In the first few years of a vaccine, global demand will outstrip what manufacturers are able to supply. Roughly 60 to 80 percent of the world’s population needs to be inoculated to reach herd immunity — that point when enough people have become resistant to a virus that it has difficulty spreading widely. Without international agreements worked out beforehand, the short supply could devolve into bidding wars, hoarding and ineffective vaccination campaigns.

In the United States, the crucial job of distribution will depend on federal and local health departments, which have already shown signs of limited capacity and competence amid this pandemic. America already has vaccines for measles and the seasonal flu, which can be deadly.
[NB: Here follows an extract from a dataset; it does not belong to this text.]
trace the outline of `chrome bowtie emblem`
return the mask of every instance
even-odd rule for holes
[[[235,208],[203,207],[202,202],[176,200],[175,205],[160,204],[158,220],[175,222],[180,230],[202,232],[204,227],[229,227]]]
And yet the health-care system struggles every year to convince to get those shots. Looking further down the road, many top experts believe it’s critical that U.S. leaders start planning for the next pandemic now — even as they contend with this one — because of the short attention span and lack of political and public support for preparedness the country has shown in past decades. The struggle to get people to think long-term, of course, is not new to public health.We know that smoking can kill us. Yet, it is still responsible for 1 of every 5 deaths in the United States. Increasingly, leading experts believe many Americans won’t make the shift toward long-range thinking until the virus spreads more widely and affects someone they know. Contrast that with people who have lost someone to drunk driving,” he said. It mobilizes them and becomes a cause for them. Eventually, everyone is going to know someone who got infected or died from this virus. But the world has achieved that only once, with smallpox — a measure of just how difficult it is for vaccines to wipe out diseases. 

America already has vaccines for measles and the seasonal flu, which can be deadly. And yet the health-care system struggles every year to convince people to get those shots.Looking further down the road, many top experts believe it’s critical that U.S. leaders start planning for the next pandemic now — even as they contend with this one — because of the short attention span and lack of political and public support for preparedness the country has shown in past decades.

So how come we expect a cure for the C19 to appear magically? It wont and we need to learn how to live with it, take precautions and change our ways, just like we did for the common cold or Aids. However, it will be a different world that we shall live in.